For compression-type cable connectors, the problem of variation in cable size must also be addressed. In most prior art connectors comprised of a compression sleeve that is fitted to a connector body, the compression sleeve is provided in at least two, and possibly three different sizes to correspond to the three different cable diameters. This is because the compression ring or ferrule of the compression sleeve does not undergo a sufficient reduction in inner diameter during the compression of the sleeve into the connector body when installing the connector on the cable, such that the compression sleeve sufficiently seals and binds to the cable, regardless of its diameter and shield construction.
In addition to carrying two or three different sizes of compression sleeve, a cable technician typically carries a single compression tool. This is inconvenient for the technician, and the process has considerable opportunities for errors in the field that result in improper cable fitting installation and/or loss of compression sleeves and compression tools. For an inexperienced user such as a homeowner, who wants to use inexpensive cable connectors and have minimal tooling costs, this scenario is unworkable. What is needed is an inexpensive way to transform a crimp connector into a compression connector that utilizes a standard compression tool.
A coaxial cable connector is provided as described in U.S. Pat. No. 6,848,939 to Sterling, the disclosure of which is incorporated herein by reference. The coaxial cable connector of Sterling is comprised of an internal body and an external body or bushing (i.e. compression piece) which are assembled together, and which can be activated to clamp upon and seal to an inserted coaxial cable without disassembling the external body from the internal body. The bushing is made of a rigid material such as brass, but includes a deformable inner collar of a plastic such as Delring® that permits the connector to be attached and sealed to cables of varying thickness.
Another connector that functions in a similar manner is described in U.S. Pat. No. 5,879,191 of Burris, the disclosure of which is incorporated herein by reference. Burris describes a cable connector comprising a tubular post and fastening nut, along with a modified form of body member. The body member outer wall includes a series of annular ridges, and the end of the body member includes a beveled surface. The connector includes a collar assembly (i.e. compression piece) that incorporates a gripping ring. The collar assembly has a central passage for receiving the end of the coaxial cable. One end of the collar assembly has an internal bore of a diameter commensurate with the outer diameter of the body member; the internal bore also has annular ridges formed thereon which frictionally engage the ridges on the outer wall of the body member. A compression tool longitudinally compresses the collar assembly over the body member during installation, causing the beveled surface of the body member to cam the gripping ring inwardly toward the tubular post, securing the outer jacket and conductive braid of the coaxial cable therebetween.

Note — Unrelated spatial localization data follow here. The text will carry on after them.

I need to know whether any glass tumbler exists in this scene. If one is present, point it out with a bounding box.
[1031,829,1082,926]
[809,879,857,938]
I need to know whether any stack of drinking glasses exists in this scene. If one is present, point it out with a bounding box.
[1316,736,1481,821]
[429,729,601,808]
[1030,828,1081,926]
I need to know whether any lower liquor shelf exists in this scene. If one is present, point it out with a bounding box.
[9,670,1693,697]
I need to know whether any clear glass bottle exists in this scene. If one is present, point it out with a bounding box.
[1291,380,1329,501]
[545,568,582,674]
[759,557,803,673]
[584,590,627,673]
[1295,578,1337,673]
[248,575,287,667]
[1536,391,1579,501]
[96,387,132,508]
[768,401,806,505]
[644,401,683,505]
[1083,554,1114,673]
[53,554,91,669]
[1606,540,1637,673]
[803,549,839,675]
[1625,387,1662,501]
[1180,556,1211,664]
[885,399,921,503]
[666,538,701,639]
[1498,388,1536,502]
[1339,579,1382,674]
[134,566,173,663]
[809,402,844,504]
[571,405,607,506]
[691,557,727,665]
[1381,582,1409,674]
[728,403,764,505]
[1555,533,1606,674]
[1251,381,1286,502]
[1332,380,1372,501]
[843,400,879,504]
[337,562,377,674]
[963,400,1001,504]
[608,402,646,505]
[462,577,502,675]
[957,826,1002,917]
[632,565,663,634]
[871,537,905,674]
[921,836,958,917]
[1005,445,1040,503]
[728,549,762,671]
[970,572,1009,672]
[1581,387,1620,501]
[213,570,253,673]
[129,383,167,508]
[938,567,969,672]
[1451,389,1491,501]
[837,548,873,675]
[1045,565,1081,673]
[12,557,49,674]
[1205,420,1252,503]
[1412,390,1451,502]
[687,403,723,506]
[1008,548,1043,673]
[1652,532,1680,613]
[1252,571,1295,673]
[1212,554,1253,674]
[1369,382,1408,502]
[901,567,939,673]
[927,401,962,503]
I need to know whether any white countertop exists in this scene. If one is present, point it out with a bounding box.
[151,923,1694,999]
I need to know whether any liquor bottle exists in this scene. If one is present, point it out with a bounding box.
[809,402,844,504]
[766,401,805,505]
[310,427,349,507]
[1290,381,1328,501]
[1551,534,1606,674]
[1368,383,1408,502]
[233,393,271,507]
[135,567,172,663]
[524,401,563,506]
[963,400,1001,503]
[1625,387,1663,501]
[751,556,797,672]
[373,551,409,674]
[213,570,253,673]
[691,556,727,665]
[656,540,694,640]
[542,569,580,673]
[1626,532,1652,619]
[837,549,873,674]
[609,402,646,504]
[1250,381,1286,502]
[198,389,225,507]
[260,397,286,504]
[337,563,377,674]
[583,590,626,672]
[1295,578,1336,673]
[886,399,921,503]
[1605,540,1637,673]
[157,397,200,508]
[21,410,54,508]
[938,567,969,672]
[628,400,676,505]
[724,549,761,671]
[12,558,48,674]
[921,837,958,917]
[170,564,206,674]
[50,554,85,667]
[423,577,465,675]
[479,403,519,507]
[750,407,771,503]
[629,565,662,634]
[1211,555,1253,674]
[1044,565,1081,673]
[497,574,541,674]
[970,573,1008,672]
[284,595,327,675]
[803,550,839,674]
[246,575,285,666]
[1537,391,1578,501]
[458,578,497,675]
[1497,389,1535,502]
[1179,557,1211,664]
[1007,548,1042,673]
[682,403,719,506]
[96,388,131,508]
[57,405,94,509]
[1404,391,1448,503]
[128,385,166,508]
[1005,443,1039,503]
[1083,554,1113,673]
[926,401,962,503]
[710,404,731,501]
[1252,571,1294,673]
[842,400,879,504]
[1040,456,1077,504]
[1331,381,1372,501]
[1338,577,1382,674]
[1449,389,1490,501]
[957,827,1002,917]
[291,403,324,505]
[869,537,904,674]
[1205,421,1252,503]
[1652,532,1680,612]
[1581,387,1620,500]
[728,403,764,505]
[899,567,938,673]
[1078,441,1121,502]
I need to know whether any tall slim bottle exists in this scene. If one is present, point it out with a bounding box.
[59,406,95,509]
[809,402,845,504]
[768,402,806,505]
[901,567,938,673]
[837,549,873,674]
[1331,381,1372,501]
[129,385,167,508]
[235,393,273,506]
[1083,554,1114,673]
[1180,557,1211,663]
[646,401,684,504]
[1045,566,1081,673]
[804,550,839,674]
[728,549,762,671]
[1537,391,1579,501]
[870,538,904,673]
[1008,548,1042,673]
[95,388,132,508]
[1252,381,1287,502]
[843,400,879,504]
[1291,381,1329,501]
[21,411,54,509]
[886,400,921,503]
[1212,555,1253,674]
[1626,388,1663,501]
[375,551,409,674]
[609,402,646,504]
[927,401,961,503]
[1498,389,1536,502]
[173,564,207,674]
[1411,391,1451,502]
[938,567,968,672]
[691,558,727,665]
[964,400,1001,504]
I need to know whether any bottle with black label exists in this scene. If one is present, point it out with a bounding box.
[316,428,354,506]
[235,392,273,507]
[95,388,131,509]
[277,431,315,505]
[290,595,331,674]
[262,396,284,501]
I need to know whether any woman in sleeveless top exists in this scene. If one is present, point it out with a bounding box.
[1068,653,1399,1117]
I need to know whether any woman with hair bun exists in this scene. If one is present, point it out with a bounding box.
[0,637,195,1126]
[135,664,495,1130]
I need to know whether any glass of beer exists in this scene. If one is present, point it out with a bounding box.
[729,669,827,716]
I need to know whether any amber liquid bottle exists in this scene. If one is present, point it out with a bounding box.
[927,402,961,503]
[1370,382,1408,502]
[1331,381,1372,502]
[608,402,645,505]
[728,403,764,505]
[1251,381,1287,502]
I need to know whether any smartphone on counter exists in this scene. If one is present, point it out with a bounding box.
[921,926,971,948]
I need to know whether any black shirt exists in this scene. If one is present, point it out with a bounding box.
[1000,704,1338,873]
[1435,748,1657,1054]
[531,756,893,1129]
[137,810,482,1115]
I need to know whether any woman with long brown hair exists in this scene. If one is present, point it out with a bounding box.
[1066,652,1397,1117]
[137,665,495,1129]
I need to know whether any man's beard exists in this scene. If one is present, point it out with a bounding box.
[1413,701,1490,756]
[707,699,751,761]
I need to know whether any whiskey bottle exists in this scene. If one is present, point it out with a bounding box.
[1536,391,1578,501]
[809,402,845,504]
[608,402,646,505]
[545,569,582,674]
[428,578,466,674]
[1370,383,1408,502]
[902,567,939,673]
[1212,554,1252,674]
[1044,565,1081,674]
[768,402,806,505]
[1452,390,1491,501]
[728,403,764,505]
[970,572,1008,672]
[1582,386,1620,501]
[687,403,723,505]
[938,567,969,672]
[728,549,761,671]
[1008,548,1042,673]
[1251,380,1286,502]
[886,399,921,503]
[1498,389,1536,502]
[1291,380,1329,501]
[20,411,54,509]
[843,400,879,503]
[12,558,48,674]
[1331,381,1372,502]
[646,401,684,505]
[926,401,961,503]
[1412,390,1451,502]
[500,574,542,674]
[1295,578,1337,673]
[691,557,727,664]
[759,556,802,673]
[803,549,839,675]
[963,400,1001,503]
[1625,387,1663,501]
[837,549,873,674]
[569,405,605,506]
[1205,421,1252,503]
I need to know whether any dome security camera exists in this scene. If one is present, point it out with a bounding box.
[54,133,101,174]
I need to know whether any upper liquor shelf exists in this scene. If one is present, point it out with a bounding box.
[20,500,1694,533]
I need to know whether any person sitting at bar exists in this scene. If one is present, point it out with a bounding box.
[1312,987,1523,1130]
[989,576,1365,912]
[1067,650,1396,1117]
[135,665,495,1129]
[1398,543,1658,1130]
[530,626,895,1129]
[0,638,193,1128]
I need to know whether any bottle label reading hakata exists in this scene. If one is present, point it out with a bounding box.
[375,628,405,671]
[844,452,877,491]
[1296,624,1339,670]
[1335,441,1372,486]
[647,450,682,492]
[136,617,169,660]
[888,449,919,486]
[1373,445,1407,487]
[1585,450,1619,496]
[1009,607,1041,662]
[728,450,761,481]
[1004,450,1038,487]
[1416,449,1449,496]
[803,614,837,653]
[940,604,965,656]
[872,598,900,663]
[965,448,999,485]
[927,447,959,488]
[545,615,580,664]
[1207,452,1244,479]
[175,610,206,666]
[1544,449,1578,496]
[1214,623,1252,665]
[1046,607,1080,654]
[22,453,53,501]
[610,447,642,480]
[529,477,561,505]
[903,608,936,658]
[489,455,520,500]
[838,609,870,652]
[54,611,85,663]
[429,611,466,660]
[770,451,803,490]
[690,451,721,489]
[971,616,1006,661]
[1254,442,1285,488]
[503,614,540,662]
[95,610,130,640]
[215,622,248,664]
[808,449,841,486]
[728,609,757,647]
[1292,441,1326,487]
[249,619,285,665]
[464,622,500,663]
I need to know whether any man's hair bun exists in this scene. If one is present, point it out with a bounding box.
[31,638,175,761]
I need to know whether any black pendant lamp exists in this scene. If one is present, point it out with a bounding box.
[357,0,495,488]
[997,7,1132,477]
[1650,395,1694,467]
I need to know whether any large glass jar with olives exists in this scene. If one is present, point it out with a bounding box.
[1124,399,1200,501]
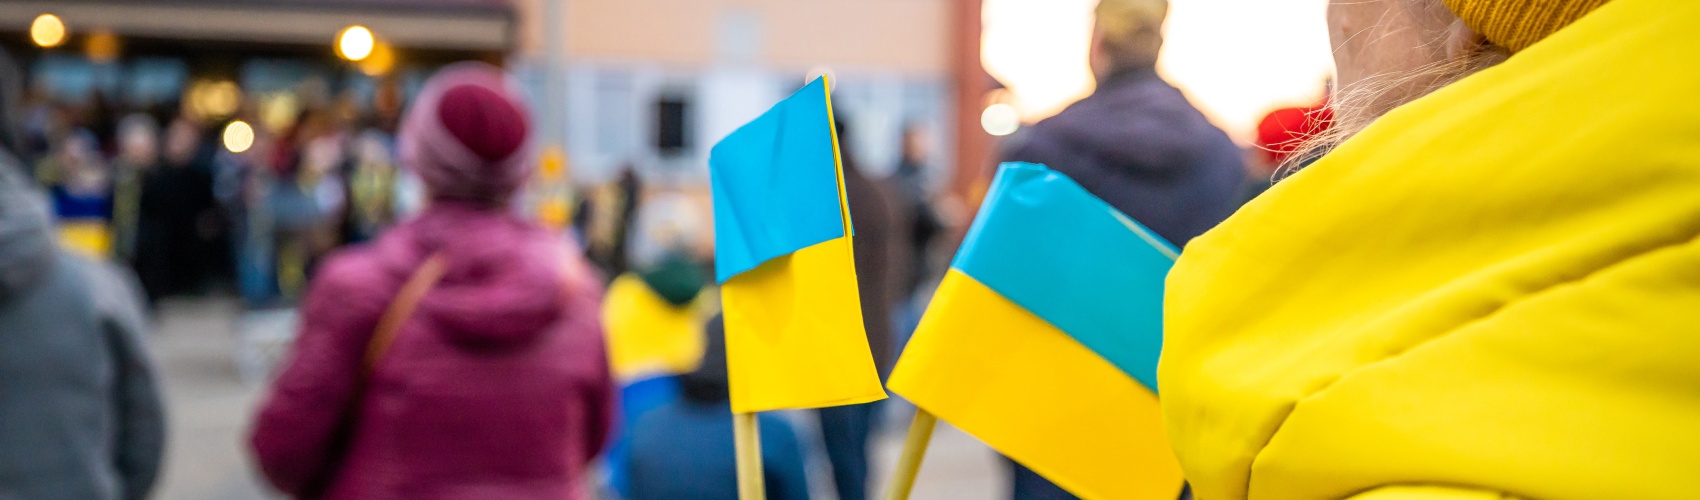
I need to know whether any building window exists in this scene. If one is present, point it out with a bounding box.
[655,94,691,157]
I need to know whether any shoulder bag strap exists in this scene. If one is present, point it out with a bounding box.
[363,253,449,375]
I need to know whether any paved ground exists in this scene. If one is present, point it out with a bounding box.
[145,297,1007,500]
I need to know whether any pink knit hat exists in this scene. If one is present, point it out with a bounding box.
[398,62,537,205]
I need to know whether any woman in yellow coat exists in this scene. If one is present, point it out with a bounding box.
[1159,0,1700,499]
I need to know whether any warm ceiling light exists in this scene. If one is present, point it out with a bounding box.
[337,25,375,61]
[222,120,255,154]
[30,13,67,48]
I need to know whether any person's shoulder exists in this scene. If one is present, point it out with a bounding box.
[62,253,148,333]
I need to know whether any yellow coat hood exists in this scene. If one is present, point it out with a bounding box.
[1159,0,1700,498]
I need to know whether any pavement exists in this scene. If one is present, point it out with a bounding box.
[144,296,1007,500]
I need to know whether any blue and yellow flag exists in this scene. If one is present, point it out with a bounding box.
[887,162,1183,499]
[709,76,886,414]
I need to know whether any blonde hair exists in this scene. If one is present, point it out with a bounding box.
[1095,0,1168,68]
[1279,36,1508,177]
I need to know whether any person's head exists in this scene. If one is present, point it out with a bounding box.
[1091,0,1168,81]
[398,62,536,208]
[1304,0,1611,170]
[164,117,201,168]
[116,114,160,168]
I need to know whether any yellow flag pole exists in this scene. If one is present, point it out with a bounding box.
[734,411,767,500]
[882,409,939,500]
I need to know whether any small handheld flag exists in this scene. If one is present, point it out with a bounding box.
[885,162,1184,500]
[709,75,887,414]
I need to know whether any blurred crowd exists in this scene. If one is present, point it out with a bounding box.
[12,73,427,309]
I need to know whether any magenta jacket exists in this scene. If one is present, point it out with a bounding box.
[250,203,614,499]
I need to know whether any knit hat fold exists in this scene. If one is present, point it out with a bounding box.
[1442,0,1612,53]
[398,62,537,205]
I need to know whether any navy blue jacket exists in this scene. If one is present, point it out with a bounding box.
[1005,67,1247,246]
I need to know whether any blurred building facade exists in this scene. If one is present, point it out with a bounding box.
[511,0,955,185]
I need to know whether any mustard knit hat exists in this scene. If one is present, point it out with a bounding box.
[1442,0,1613,52]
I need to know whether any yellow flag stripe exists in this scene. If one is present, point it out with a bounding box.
[723,235,887,413]
[889,270,1183,499]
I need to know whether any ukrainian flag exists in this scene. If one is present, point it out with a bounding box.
[709,76,886,414]
[887,162,1183,499]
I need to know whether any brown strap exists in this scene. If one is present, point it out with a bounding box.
[363,253,449,374]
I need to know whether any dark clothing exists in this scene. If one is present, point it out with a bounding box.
[889,160,942,298]
[626,402,810,500]
[819,402,881,500]
[0,161,165,500]
[1008,458,1080,500]
[842,165,904,375]
[1005,67,1247,246]
[133,160,217,301]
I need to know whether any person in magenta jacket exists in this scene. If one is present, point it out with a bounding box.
[249,62,615,500]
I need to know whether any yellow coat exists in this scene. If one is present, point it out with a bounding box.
[1159,0,1700,499]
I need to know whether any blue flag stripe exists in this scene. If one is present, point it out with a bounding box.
[950,162,1176,392]
[709,77,846,283]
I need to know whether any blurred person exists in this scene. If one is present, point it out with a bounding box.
[998,0,1245,497]
[626,315,811,500]
[133,117,216,302]
[1005,0,1245,246]
[1160,0,1700,499]
[342,129,399,244]
[887,125,944,339]
[600,248,712,497]
[582,166,642,278]
[817,115,905,500]
[0,127,165,500]
[111,114,160,264]
[250,62,614,499]
[46,129,116,258]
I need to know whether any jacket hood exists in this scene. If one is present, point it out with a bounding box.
[0,158,56,303]
[377,203,575,350]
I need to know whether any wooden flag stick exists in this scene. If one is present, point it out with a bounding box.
[882,409,939,500]
[734,411,767,500]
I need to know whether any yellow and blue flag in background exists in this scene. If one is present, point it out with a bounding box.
[709,76,886,414]
[887,162,1183,499]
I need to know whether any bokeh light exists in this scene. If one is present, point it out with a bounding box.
[337,25,375,61]
[222,120,255,154]
[981,103,1021,136]
[30,13,67,48]
[357,42,396,76]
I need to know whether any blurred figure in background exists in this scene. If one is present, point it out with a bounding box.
[250,62,613,499]
[46,129,116,258]
[0,44,166,497]
[822,115,906,500]
[626,315,811,500]
[110,114,160,266]
[133,117,216,303]
[999,0,1246,497]
[1005,0,1245,246]
[887,125,945,343]
[600,204,713,497]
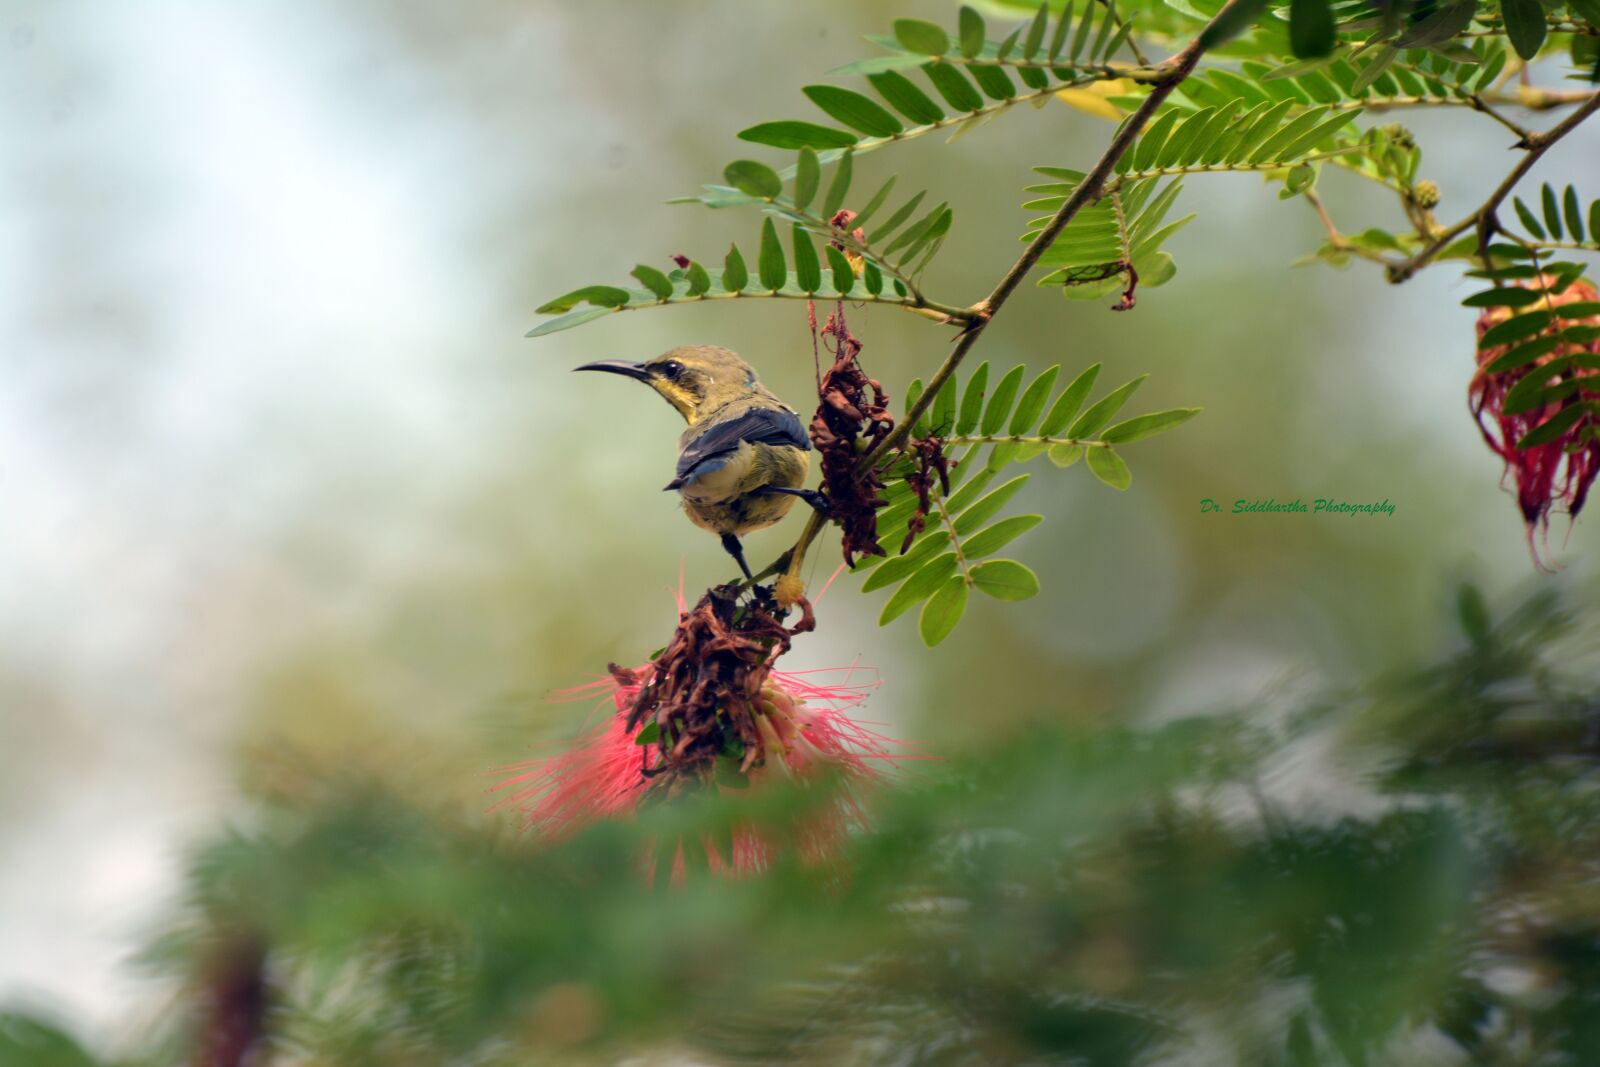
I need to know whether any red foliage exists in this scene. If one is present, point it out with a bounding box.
[1472,277,1600,565]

Although the connectors of Sterling and Burris are compression connectors, they do not accomplish their results at a low cost. The Sterling and Burris connectors are both configured such that their respective fasteners, tubular posts, and connector bodies are designed to match with their respective compression pieces. Both connectors have the relatively high complexity and the high cost of typical compression cable connectors.
Thus there remains a need for a coaxial cable connector having the locking and sealing advantages of a compression type connector, at about the same low cost as a crimp-type connector. The connector should have a compression piece that can be installed with a simple compression tool.